In early July the Turkish police reported to the Federal Office of
Criminal Investigation [BKA] that there was more unrest in Kurdish
circles in Turkey. There might possibly be attacks and kidnappings. On
2 July the BKA thereupon sent telexes to the interior ministries of
the laender.

Information had been received, it said there, that in the future
attacks and kidnappings could not be ruled out in Turkey. The
foundation for these still vague warnings was the reports from
Turkey. Interior Undersecretary of State August Hanning also confirms
that there were indications from Turkey before the kidnapping: "We
may possibly also have to be prepared for a dangerous new situation
in the interior of the country."

In this heated atmosphere the Bavarian alpinists started out 10 days
ago to climb the holy mountain of the Armenians. The trip with the
Munich tour organizer seb-tours cost about 1,700 euros and was to
last 11 days.

German authorities found out directly from the place of the incident
that something had gone seriously wrong on the tour. One of the
mountain climbers is a detective, who raised the alarm with her
Bavarian colleagues by cell phone.

As late as late Friday evening the Federal Government’s crisis staff
had been unable to make direct contact with the hostage-takers. The
Office of the Federal Prosecutor opened investigations of
hostage-taking and attempted coercion, the Federal Office of Criminal
Investigation sent a half-dozen specialists from the newly established
Berg Special Operations Organization to eastern Turkey. German security
experts continue to speculate about the hostage-takers’ motive. It is
perhaps a matter of a "desperate act." The PKK has been hard pressed
by the Turkish attacks and now wants to demonstrate its ability to
act and its threat potential, says one BfV official.

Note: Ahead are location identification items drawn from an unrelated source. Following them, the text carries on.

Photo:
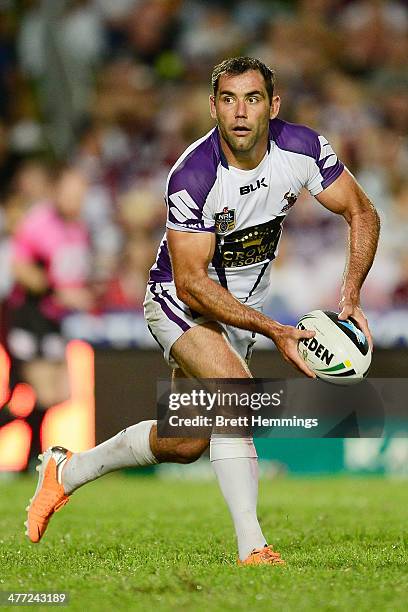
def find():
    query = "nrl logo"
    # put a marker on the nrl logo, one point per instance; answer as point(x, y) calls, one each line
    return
point(224, 221)
point(290, 199)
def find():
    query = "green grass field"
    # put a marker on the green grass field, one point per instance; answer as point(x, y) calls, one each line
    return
point(146, 543)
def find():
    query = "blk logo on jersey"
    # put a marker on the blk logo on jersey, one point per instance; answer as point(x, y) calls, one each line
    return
point(290, 199)
point(253, 186)
point(224, 221)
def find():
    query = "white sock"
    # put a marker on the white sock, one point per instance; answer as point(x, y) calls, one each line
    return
point(235, 463)
point(129, 448)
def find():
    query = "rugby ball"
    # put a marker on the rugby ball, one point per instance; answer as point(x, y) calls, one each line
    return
point(339, 352)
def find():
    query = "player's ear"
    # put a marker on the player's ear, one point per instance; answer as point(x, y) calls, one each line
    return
point(213, 111)
point(275, 106)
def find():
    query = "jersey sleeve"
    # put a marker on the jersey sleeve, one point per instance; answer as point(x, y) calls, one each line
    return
point(324, 166)
point(189, 194)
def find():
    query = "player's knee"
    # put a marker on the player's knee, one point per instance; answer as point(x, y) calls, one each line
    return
point(189, 450)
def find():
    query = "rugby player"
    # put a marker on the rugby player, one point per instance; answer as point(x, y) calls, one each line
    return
point(227, 198)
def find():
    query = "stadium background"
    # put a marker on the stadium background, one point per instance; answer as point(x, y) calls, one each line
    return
point(118, 90)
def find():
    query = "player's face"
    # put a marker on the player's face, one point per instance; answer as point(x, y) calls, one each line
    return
point(242, 109)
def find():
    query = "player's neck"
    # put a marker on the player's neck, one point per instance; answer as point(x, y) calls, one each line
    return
point(244, 160)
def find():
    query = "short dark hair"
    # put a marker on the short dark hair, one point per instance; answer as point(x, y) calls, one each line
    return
point(238, 65)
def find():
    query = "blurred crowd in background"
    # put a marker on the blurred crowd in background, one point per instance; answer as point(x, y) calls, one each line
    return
point(98, 99)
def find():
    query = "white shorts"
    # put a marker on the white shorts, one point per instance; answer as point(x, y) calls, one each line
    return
point(168, 318)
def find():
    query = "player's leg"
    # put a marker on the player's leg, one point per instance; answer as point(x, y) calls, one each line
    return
point(62, 472)
point(234, 460)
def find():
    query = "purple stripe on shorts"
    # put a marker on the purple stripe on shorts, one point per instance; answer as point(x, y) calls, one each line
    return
point(167, 295)
point(169, 313)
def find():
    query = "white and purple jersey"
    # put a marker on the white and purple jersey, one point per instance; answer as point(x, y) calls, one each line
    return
point(244, 208)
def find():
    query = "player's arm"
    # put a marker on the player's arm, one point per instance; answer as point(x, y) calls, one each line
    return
point(345, 197)
point(191, 253)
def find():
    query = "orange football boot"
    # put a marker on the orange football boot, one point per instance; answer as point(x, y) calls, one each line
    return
point(262, 556)
point(49, 496)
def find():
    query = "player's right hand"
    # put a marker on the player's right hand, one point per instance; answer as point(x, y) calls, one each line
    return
point(286, 339)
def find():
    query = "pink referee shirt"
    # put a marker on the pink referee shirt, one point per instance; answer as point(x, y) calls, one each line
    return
point(61, 246)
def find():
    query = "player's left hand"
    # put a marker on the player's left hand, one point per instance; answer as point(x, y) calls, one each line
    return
point(349, 309)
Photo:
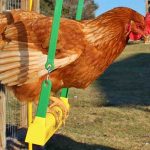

The Germans are hoping that the Turks will stay patient. In a crisis
telephone call the Turkish interior minister assured his German
colleague Schaeuble that one will be cooperative in this delicate
situation.

Meanwhile, right after the kidnapping Ankara sent helicopter units
and paramilitary gendarmes to the region and closed off large portions
of the area. On Friday there was fighting in the Sirnak province, in
which at least seven PKK fighters died. The kidnappers were promptly
heard from: such military actions endanger the lives of the hostages.